EXCLUSIVE: Texas Official Says Biden Admin Green Power Initiative Could Cause ‘Significant’ Environmental Damage

A Republican official in Texas is opposing the Biden administration’s effort to bring offshore wind to the coast of the Lone Star state due in part to concerns that the technology could have negative environmental impacts.

Texas Land Commissioner Dawn Buckingham filed comments with the Bureau of Ocean Energy Management (BOEM) on Monday expressing her opposition to the agency’s plans to hold a 410,000-acre offshore wind lease sale near Texas in the Gulf of Mexico. Buckingham expressed her worry that offshore wind, a key green technology underpinning the Biden administration’s climate agenda, will cause unnecessary ecological damage while posing other economic and logistical concerns about the plan.

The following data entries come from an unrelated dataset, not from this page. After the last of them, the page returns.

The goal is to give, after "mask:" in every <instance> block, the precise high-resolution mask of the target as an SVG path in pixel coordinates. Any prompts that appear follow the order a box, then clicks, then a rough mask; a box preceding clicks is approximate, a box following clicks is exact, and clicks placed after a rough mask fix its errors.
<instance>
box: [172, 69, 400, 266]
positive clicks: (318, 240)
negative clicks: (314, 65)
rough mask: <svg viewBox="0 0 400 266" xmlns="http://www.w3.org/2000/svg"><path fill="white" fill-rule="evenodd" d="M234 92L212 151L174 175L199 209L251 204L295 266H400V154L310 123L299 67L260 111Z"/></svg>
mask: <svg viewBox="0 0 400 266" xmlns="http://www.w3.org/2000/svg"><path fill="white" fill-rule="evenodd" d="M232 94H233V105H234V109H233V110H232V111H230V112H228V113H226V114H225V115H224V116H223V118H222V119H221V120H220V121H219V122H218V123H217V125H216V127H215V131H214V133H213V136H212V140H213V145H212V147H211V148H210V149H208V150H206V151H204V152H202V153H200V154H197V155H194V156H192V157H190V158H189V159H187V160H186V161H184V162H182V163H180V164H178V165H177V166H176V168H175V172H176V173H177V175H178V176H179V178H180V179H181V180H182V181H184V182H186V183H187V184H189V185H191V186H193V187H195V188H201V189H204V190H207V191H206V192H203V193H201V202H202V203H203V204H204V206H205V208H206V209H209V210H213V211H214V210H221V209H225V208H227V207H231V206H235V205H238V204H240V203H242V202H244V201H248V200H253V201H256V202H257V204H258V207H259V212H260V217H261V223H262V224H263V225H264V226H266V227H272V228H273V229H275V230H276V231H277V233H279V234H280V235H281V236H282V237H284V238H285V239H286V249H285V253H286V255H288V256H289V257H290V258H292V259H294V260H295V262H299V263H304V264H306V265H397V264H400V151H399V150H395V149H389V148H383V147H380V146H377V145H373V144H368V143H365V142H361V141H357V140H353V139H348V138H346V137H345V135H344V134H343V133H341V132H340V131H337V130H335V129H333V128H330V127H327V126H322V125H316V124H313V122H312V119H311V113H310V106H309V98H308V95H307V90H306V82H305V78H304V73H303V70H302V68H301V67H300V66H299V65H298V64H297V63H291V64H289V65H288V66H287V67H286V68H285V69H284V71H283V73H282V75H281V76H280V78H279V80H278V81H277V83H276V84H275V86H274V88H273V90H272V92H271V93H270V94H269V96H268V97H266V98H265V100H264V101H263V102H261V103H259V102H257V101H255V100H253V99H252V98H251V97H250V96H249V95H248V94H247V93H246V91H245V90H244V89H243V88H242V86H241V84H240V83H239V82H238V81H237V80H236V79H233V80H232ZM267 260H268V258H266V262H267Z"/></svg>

“As of now, I see a number of significant concerns — economic, practical, and environmental — that must be addressed before a prospective wind lessee is permitted to cross state-owned submerged land,” Buckingham wrote in her Monday letter, obtained exclusively by the Daily Caller News Foundation. “Even if a lessee were to actually see a path to eking out a profit, introducing hundreds of wind turbines across 410,060 acres of ecologically-sensitive ocean is reckless and directly contradicts the Biden administration’s recent position when leasing federal land in the Gulf of Mexico for oil and gas development,” Buckingham wrote, referencing the administration’s legal efforts to gum up a Gulf of Mexico oil lease by imposing protections for the Rice’s whale.

BOEM Auction Comments (Buckingham) by Nick Pope on Scribd

The administration’s concern for the Rice’s whale in that instance was disingenuous, according to Buckingham, because the federal government does not seem interested in thoroughly investigating whether the past several years’ upticks in whale deaths along the east coast are linked to contemporaneous offshore wind development. The Biden administration’s position on any potential link between offshore wind and whale deaths is that there is not yet any acceptable, robust scientific research connecting the two.

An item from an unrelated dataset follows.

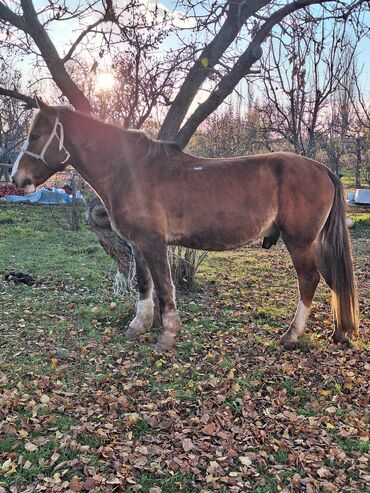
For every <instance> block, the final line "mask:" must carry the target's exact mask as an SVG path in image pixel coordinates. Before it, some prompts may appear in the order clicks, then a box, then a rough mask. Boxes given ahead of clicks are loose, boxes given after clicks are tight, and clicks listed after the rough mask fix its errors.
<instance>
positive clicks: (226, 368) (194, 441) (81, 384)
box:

In addition to raising concerns about the impacts that offshore wind development may have on whales, Buckingham further expressed similar worries that offshore wind developments could jeopardize migratory birds that transit the area and disturb marine ecosystems that provide many Texans with their livelihoods.

Buckingham also references the fact that BOEM’s recent attempt to sell offshore leases in the Gulf of Mexico flopped, with two of three available parcels — including one proximate to Texas — garnering zero bids from developers.

The American offshore wind industry writ large has struggled over the course of the past calendar year as inflation, high borrowing costs, supply chain problems and logistical issues have troubled developers up and down the east coast. While some analysts expected to see the industry rebound in 2024, the same combination of problems has prompted several more of the cancellations and renegotiation requests that were piling up by the end of last year.

Despite these struggles, the administration is sticking to the spirit of its goal to have offshore wind produce enough electricity to power 10 million homes by 2030. The Department of the Interior (DOI) announced Wednesday that it plans to hold a dozen offshore wind lease sales by 2028, which contrasts with the four sales and bare minimum acreage the agency intends to lease for offshore oil and gas activity over the same time period.

Offshore wind has caused some division within the environmentalist community. Some green organizations downplay concerns about whales and tout the technology as an essential piece of the zero-emissions energy future, while other environmental groups have sued the government and alleged that environmental reviews for greenlit projects were inadequate or otherwise in violation of the law.

BOEM did not respond immediately to a request for comment.